Ants communicate using chemical signals, often called pheromones, that enable them to swarm in response to danger or quickly congregate on a picnic blanket. These cues, according to Dr. Athula Attygalle of Stevens Institute of Technology, may also signal fly parasites that rely on ants as hosts.
Dr. Attygalle, an expert in both natural products chemistry and mass spectrometry, has recently been awarded a National Science Foundation (NSF) grant to investigate ant pheromones. Together with evolutionary biologist Dr. Donald Feener of the University of Utah, Salt Lake City, Professor Attygalle intends to find how certain parasitic flies eavesdrop on ants' chemical signals to locate their preferred hosts.
"Prof. Attygalle's research exemplifies the critical connection between chemical expertise and biological research," reports Dr. Philip Leopold, Director of the Department of Chemistry, Chemical Biology and Biomedical Engineering at Stevens. "In this case, Prof. Attygalle is employing highly sensitive analytical chemistry techniques to reveal biological molecules of great significance. Ultimately, this research may identify novel chemical compounds with biological activities that could be used for highly targeted insecticides or possibly even pharmaceuticals."
While pheromones are often associated with chemicals intended to attract the opposite sex, these signals actually do much more. In fact, most organisms "speak" to one another primarily by using the language of chemistry, much as humans use voice and body language. Because most organisms "whisper," rather than "shout" their chemical communications, scientists require very sensitive tools to decipher the enigmatic chemical languages around them.
Mass spectrometry is the only analytical technique that meets the sensitivity demands required to eavesdrop on these messages. Dr. Attygalle has applied his expertise in mass spectrometry to analyze chemicals found throughout nature, which has included characterizing the mandibular gland nodules of over 100 species of ants. Containing a fine cocktail of organic chemicals used to create an assortment of messages that alert the colony to danger or food, ant mandibles provide the voicebox for their chemical speech.
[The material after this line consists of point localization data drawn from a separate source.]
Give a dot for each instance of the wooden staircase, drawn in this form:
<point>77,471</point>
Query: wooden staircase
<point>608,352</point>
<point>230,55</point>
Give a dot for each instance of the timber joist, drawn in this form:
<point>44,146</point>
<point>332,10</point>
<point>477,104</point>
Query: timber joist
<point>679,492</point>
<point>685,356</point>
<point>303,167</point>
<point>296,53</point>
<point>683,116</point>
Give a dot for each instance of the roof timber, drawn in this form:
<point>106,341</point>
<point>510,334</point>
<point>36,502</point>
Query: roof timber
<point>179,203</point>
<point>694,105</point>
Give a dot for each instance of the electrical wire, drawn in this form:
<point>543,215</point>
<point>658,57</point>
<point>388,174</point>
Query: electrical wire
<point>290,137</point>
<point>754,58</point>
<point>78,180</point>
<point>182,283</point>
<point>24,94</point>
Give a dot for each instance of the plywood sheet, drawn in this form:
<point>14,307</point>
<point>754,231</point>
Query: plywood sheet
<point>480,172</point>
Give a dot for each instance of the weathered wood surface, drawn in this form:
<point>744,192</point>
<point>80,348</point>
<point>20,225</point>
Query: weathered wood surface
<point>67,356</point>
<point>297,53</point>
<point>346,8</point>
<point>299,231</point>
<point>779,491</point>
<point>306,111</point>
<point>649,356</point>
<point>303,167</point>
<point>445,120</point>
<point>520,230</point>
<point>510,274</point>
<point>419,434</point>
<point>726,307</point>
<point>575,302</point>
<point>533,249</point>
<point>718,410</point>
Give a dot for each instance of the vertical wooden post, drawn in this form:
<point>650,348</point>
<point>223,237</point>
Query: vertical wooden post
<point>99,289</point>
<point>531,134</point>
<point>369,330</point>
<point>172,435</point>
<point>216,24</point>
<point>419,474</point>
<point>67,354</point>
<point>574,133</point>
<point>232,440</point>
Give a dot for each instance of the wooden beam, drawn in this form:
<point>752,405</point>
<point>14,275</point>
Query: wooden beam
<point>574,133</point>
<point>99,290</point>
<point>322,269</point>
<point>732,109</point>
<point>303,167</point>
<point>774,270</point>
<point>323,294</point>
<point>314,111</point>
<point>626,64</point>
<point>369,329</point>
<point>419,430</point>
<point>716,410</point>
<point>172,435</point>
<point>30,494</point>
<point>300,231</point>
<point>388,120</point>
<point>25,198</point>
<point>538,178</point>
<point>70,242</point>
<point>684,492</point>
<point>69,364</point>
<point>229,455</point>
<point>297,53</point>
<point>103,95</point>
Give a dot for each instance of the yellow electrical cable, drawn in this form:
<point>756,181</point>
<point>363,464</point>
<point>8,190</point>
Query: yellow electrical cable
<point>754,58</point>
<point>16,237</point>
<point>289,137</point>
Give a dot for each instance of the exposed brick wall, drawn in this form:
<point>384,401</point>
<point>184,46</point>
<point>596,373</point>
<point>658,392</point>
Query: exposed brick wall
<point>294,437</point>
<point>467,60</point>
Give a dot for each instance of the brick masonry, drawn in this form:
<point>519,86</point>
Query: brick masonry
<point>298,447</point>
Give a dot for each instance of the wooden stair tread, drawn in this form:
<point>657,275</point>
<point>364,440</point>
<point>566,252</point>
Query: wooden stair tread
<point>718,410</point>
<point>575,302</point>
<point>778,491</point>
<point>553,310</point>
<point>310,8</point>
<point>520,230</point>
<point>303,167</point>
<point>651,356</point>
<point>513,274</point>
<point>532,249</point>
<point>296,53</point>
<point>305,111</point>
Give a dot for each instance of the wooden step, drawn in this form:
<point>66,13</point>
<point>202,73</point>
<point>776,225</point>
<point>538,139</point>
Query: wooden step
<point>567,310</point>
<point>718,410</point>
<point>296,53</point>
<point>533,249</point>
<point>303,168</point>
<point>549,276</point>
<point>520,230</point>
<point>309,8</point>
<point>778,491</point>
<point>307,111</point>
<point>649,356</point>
For this research, Dr. Attygalle will analyze ant mandibular glands from samples of focal species collected by Dr. Feener's field research teams working in Texas, Costa Rica, Panama, and Peru.
This NSF funded collaborative project seeks to discover the ecological and evolutionary processes that govern host selection and specificity of insect parasitoids of ants in the Phoridae fly family. The group of parasitoids under investigation consists of several hundred species in the Neotropical Region, most of which are extremely specialized, attacking one of a few closely related ant species. The researchers will focus on the chemical signals host ants use in communications—the pheromones—as the primary cue by which the flies locate hosts and lay their eggs in them. From this premise, they will then build a framework for studying the evolution of host specificity and how phorids have selected and switched preferences for host species over time.
Once the chemical signals parasitoids use are identified, the research team will be able to use synthesized versions to test their effects on host behavior in the field as well as in the lab. Their observations will experimentally quantify the limits of host specificity for attracting parasitoids. The chemical signals will then be mapped onto the phylogenetic tree of hosts and compared to the phylogenetic tree of the parasitoids to determine how the distribution of chemical signals shape the evolution of host specificity and shifts to novel hosts.
In addition to the research goals, this NSF project supports an impressive range of educational and outreach efforts. The field studies will recruit and train US, Latin America, and Caribbean graduate and undergraduate students so that they gain broad expertise in natural products chemistry and the ecological, behavioral, and evolutionary aspects of life history specialization in insects. In Utah, the project will develop learning activities for K-12 science classrooms and incorporate at least one secondary school science teacher in Utah in the process of scientific research.